Viruses, Trojans, or drive-by downloads. Whatever you name them, “zero-day” malware variants regularly bypass firewalls and antivirus.
“Okay, but my firewall or antivirus provider says they now have signature-less technology to detect advanced malware.”
OpenDNS is not seeking to replace products that try to detect threats by spotting what they look like. OpenDNS’s approach is to block the DNS queries to Internet infrastructure that are used to deliver malware. We find that attackers often reuse the same domain names, DNS nameservers, and IP address spaces to deliver many malware variants and different attacks.
Stop even evasive malware without sacrificing performance
Sophisticated attackers have the luxury of testing their threats against our security solutions. They learn how to adapt malware to evade the latest security products. For example, delayed actions, user interactions, and even self-assembling code are often used to hide from behavior-based sandboxes. Organizations respond by building and buying even “better” detection tools—but at what cost? How much system memory or network latency must be sacrificed to detect targeted attacks? OpenDNS’s approach is agnostic to the behavior of advanced malware. By leveraging the Internet’s existing infrastructure cloud-based security is used to block both basic viruses and complex Trojans.

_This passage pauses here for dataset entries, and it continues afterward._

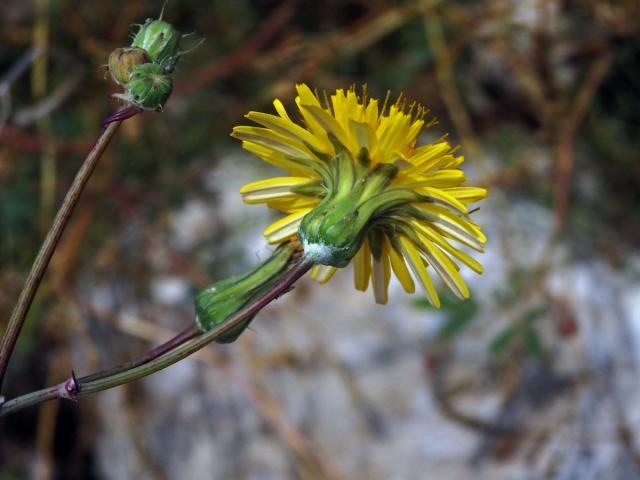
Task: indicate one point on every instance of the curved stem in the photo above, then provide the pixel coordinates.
(49, 245)
(185, 335)
(73, 388)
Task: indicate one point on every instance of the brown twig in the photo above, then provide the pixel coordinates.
(49, 245)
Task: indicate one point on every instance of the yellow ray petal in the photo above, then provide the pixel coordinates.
(427, 156)
(453, 226)
(400, 270)
(276, 142)
(439, 197)
(286, 128)
(467, 194)
(280, 109)
(440, 241)
(413, 258)
(328, 124)
(381, 274)
(278, 160)
(362, 267)
(322, 273)
(285, 228)
(445, 268)
(271, 188)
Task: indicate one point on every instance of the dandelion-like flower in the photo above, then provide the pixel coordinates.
(360, 189)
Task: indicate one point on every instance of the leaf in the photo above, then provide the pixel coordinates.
(533, 344)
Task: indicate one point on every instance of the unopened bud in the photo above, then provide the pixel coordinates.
(160, 40)
(123, 61)
(222, 299)
(149, 87)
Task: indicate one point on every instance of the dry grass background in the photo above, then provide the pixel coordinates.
(535, 377)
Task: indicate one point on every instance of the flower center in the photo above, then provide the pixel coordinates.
(333, 232)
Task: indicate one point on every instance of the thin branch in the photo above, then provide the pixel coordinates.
(49, 245)
(74, 387)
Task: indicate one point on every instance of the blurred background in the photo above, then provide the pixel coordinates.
(536, 376)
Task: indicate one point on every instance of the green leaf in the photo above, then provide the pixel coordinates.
(503, 339)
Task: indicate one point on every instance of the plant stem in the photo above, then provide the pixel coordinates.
(152, 354)
(73, 388)
(49, 245)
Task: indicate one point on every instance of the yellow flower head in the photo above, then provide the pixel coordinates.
(359, 189)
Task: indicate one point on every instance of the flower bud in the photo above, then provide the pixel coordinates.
(123, 61)
(224, 298)
(160, 40)
(149, 87)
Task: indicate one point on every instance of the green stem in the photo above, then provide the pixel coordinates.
(74, 388)
(49, 245)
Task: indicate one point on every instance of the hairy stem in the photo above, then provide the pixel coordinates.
(73, 388)
(49, 245)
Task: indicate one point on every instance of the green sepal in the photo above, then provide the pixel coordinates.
(333, 232)
(149, 87)
(160, 40)
(222, 299)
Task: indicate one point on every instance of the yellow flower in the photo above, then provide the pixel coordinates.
(359, 189)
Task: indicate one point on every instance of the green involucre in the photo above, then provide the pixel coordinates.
(333, 232)
(149, 87)
(160, 40)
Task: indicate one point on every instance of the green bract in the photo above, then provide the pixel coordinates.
(149, 87)
(123, 61)
(333, 232)
(160, 40)
(224, 298)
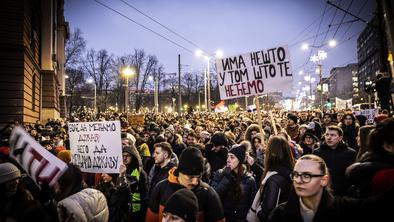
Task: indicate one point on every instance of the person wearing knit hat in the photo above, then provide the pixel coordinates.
(65, 156)
(235, 185)
(191, 163)
(293, 117)
(8, 172)
(188, 175)
(216, 151)
(238, 151)
(181, 206)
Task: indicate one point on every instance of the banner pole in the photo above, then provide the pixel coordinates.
(257, 101)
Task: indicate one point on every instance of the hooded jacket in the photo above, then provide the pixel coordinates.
(210, 207)
(86, 205)
(337, 161)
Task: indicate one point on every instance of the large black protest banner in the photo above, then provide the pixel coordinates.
(254, 73)
(41, 165)
(96, 147)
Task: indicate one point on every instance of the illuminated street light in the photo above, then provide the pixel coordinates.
(332, 43)
(207, 75)
(90, 81)
(127, 73)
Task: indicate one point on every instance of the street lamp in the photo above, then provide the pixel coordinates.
(156, 92)
(127, 72)
(95, 94)
(207, 75)
(317, 59)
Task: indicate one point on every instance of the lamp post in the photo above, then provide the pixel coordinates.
(321, 55)
(207, 75)
(127, 72)
(317, 59)
(95, 94)
(156, 93)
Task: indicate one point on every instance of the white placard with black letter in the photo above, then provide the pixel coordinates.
(39, 163)
(255, 73)
(96, 147)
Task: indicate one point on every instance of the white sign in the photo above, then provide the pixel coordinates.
(254, 73)
(40, 164)
(369, 113)
(96, 147)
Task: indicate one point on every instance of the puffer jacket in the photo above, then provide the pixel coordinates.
(235, 209)
(360, 174)
(337, 161)
(87, 205)
(275, 191)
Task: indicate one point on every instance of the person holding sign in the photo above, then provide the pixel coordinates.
(15, 200)
(137, 180)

Reroute your employees around malvertising
Many don’t realize it, but visiting a website triggers interactions with dozens to hundreds of other Web servers without your consent—most as a result of online ads. This is problematic as the chain of intermediaries used to deliver ads is increasingly exploited by criminals. Dozens of the largest ad networks have been compromised including DoubleClick (Google) and YieldManager (Yahoo!). And the biggest Web properties including Facebook, YouTube, MLB, and NYTimes have been impacted. OpenDNS stops malvertising by seeing every silent browser interaction and blocking malicious redirections.
Avoid fraudulent sites that phish your employees
Today’s targeted spear phishing can fool even trained security professionals. And despite programs to make employees aware of best practices, they still use the same passwords to access corporate apps. In 2006, ODNS created and still operate PhishTank—the first and most successful collaborative clearinghouse for phishing information on the Internet. And now we use our big data analytics to predict where phishing sites will emerge.
Data scientists, threat researchers, infrastructure engineers
The OpenDNS Security Labs team takes a predictive approach to security. Our goal is to continually innovate ahead of the pace of technology change and build the best malware protection and security platform possible without sacrificing performance. By analyzing 80 billion or more queries a day, ODNS blocks more than 80,000,000 malicious requests each day. And we’re always iterating on our algorithms and expanding our visibility to provide predictive security whenever possible.